Come cambia il clima, Luca Mercalli: «Il mare Adriatico più alto di mezzo metro»

Il climatologo presenta a Udine Breve storia del clima in Italia e analizza eventi estremi e soluzioni possibili per il futuro

La redazione
Rilievi e misurazioni sott’acqua compresi nell’attività di ricerca scientifica
Rilievi e misurazioni sott’acqua compresi nell’attività di ricerca scientifica

La storia come maestra di vita. Anche quella del clima, che Luca Mercalli ha ricostruito nel suo ultimo libro, Breve storia del clima in Italia. Dall’ultima glaciazione al riscaldamento globale, dove spazia dalla preistoria alle invasioni barbariche e all’Alto Medioevo, dalle Alpi ai tempi di Annibale fino a quelle di oggi, con la traversata che rese immortale il condottiero cartaginese probabilmente molto più facile, se è vero come è vero che i ghiacciai continuano a risalire e a perdere di spessore. Se in passato erano soltanto le catasfrofi naturali come le eruzioni vulcaniche a incidere sulle variazioni del clima, oggi è l’uomo ad averne cambiato il corso, dando via a un riscaldamento che ha avviato un drammatico countdown.

«Alla fine del secolo l’Adriatico si alzerà di almeno mezzo metro, e la costiera adriatica che va da Grado a Riccione, passando naturalmente per Venezia, è una delle zone più esposte a livello mondiale agli effetti dei cambiamenti climatici», spiega il climatologo torinese, che oggi sarà a Udine per il convegno “Cambiamenti climatici tra presente e futuro”, in programma alle 15 al polo universitario dei Rizzi, via delle Scienze, su iniziativa del Sindacato pensionati Cgil Fvg. Occasione per riflettere sul futuro del pianeta che lasceremo ai nostri figli e nipoti, ma anche sulle conseguenze già percepibili del riscaldamento globale.

Professor Mercalli, negli ultimi tre anni il Friuli Venezia Giulia ha vissuto due fenomeni che hanno lasciato segni profondi sul territorio, dalla grande siccità del 2022 alla grandinata del luglio 2023. Quanto sono stati straordinari questi eventi se comparati al passato?

«La siccità del 2022 è stata la peggiore degli ultimi 220 anni, la grandinata del 2023 ha visto chicchi di dimensioni colossali: i danni li abbiamo visti a Mortegliano, e il chicco da un chilo caduto su Azzano Decimo è il più grande mai raccolto in Europa».

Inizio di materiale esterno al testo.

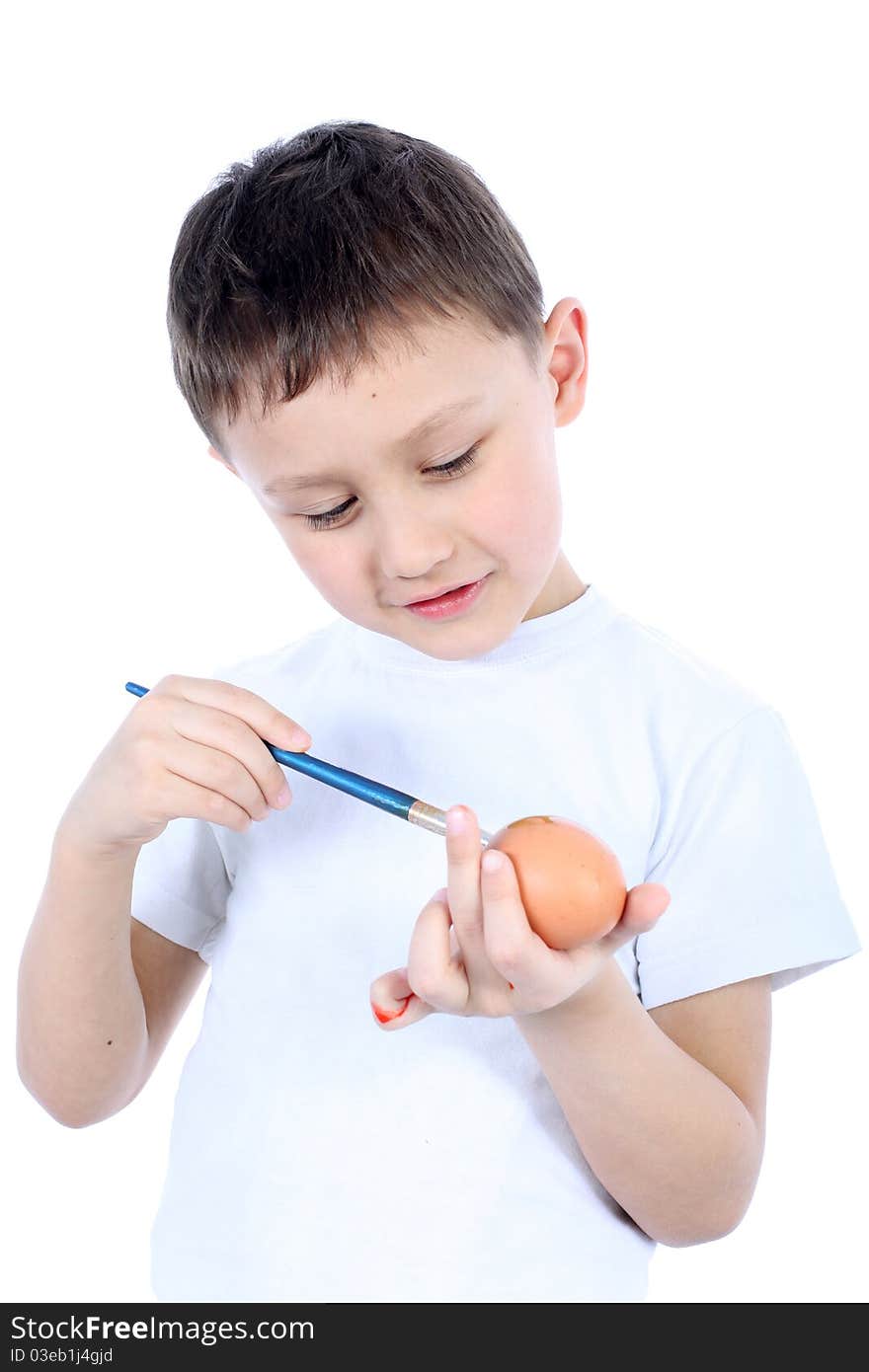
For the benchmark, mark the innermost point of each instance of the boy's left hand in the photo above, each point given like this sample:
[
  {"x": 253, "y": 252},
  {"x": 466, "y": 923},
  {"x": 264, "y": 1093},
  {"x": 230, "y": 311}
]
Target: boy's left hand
[{"x": 472, "y": 951}]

Sono segni di una tendenza irreversibile o effetti di una ciclicità che ha sempre caratterizzato la storia del clima, come dice qualcuno?

«Ciclico è un aggettivo che dobbiamo cancellare, perché i cicli climatici sono legati alle glaciazioni, che sono l’effetto di una ciclicità astronomica: per la prossima ci vorranno altri 55 mila anni, tempi incomparabili con quelli umani. La storia del clima ci parla piuttosto di variazioni, sempre legate a grandi eruzioni vulcaniche e alle polveri emesse in atmosfera, in particolare lo zolfo. Mai, invece, abbiamo avuto un riscaldamento legato a cause antropiche come quello che stiamo vivendo e che è alla radice dell’intensificarsi di fenomeni estremi come quelli di cui stiamo parlando».

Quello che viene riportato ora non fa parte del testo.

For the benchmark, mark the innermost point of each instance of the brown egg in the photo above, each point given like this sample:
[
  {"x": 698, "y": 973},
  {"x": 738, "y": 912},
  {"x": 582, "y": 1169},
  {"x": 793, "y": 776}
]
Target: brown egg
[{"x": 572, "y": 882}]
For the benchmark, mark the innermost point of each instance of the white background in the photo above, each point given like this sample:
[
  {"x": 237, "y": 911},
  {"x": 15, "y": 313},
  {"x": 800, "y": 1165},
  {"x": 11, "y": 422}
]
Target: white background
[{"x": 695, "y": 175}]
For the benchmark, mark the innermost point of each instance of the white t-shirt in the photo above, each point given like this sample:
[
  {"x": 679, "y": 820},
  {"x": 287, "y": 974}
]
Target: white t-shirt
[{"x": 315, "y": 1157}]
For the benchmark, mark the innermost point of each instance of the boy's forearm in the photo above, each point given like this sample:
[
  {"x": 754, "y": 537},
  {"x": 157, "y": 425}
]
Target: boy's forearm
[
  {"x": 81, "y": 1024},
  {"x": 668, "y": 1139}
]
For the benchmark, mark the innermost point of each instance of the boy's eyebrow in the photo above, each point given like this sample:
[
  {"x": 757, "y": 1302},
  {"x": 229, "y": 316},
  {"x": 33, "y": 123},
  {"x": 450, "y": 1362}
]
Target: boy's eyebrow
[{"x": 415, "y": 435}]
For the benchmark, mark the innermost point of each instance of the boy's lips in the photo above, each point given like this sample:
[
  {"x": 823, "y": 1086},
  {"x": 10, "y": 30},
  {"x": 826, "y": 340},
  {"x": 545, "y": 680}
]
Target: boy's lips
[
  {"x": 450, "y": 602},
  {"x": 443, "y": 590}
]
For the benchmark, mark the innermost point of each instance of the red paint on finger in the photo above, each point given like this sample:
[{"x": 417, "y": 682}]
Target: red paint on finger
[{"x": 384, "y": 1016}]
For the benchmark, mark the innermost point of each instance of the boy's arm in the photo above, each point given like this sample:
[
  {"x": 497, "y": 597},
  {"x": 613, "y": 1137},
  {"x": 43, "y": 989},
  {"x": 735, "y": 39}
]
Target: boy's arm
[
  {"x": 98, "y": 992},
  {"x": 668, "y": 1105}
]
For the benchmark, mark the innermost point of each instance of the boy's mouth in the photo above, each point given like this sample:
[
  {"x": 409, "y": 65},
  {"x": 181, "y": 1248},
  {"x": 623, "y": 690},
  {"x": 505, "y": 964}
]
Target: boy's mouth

E ai quali dovremo quindi abituarci…

«Ci si abitua alle cose con cui si può convivere, non a fenomeni i cui effetti saranno sempre più difficili da gestire, anche in termini economici e assicurativi. Le politiche per fermare il riscaldamento globale sono note da più di trent’anni, per l’esattezza dalla Conferenza sul clima del 1992 a Rio de Janeiro, ma continuiamo a perdere tempo. E Trump, con il suo rilancio sulle energie fossili, rischia di farci smantellare anche quelle che abbiamo costruito. Un rischio che corre anche l’Europa, oggi interessata a investire più in armi che in pannelli. Al contrario della tanto vituperata Cina, che oggi è all’avanguardia per produzione e installazione di pannelli, oltre che sull’auto elettrica».

Siamo ancora in tempo per invertire la rotta?

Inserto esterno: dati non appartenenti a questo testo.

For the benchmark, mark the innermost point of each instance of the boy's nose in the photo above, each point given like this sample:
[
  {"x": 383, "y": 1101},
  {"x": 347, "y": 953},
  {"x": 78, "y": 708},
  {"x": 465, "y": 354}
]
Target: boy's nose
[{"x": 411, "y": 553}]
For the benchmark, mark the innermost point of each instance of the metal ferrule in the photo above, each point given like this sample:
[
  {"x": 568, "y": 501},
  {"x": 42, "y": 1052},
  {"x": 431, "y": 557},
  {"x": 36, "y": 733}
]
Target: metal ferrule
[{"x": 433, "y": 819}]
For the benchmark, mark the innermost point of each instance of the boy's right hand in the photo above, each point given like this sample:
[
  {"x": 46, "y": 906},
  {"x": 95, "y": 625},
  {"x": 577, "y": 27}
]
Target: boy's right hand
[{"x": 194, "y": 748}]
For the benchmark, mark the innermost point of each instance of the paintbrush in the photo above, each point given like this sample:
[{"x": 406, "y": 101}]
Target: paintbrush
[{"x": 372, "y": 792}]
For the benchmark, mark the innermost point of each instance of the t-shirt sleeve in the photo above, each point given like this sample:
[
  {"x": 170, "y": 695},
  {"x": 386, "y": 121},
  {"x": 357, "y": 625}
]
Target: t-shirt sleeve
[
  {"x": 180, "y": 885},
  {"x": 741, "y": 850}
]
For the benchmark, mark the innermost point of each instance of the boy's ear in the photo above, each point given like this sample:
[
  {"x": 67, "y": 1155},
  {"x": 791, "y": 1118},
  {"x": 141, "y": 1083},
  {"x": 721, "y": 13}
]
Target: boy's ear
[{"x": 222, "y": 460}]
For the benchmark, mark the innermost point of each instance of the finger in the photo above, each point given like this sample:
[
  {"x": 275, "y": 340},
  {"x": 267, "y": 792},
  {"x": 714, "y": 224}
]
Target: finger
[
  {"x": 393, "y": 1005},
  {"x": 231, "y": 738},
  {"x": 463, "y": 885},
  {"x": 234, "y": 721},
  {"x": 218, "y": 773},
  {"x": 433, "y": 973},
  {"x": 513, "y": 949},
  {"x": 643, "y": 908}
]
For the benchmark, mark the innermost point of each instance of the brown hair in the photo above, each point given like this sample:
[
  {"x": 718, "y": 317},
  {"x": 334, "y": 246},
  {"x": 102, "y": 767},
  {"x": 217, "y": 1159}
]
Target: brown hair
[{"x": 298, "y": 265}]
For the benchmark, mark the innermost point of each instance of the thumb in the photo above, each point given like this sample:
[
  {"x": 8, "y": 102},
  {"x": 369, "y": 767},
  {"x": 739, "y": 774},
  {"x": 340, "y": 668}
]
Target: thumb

«La Cop 30 che si terrà in novembre a Belèm, in Brasile, ci dirà chi vuole continuare a rallentare. Invertire la rotta non si può, perché abbiamo polmoni già malati. Ma possiamo smettere di fumare e sarebbe già tanto: se l’aumento della temperatura media rispetto all’era pre-industriale resta entro i 2 gradi, il livello dell’Adriatico a fine secolo sarà di mezzo metro in più. Se l’aumento sarà di 5 gradi il mare salirà di un metro e mezzo, che significherebbe mettere sott’acqua tutta la costiera adriatica, da Trieste fino alla Romagna».

Ma sott’acqua ci finiamo sempre più spesso anche per le piene dei fiumi. Ha ragione chi chiede di mettere in sicurezza il corso del Tagliamento?

«Il Tagliamento è l’ultimo fiume “selvaggio” che resta in Europa. Penso che vada preservato così com’è, lasciandogli le sue aree naturali di sfogo».

E le aree già abitate a rischio?

«Il rischio zero non esiste: con l’aumento delle piogge rischiamo di creare casse di espansione destinate comunque a essere insufficienti, com’è successo in Lombardia col Seveso. Parliamo di interventi molto impattanti e molto costosi: meglio lavorare sulle zone più esposte, anche investendo per offrire nuove case a chi vive nelle zone a rischio. In Francia lo stanno già facendo».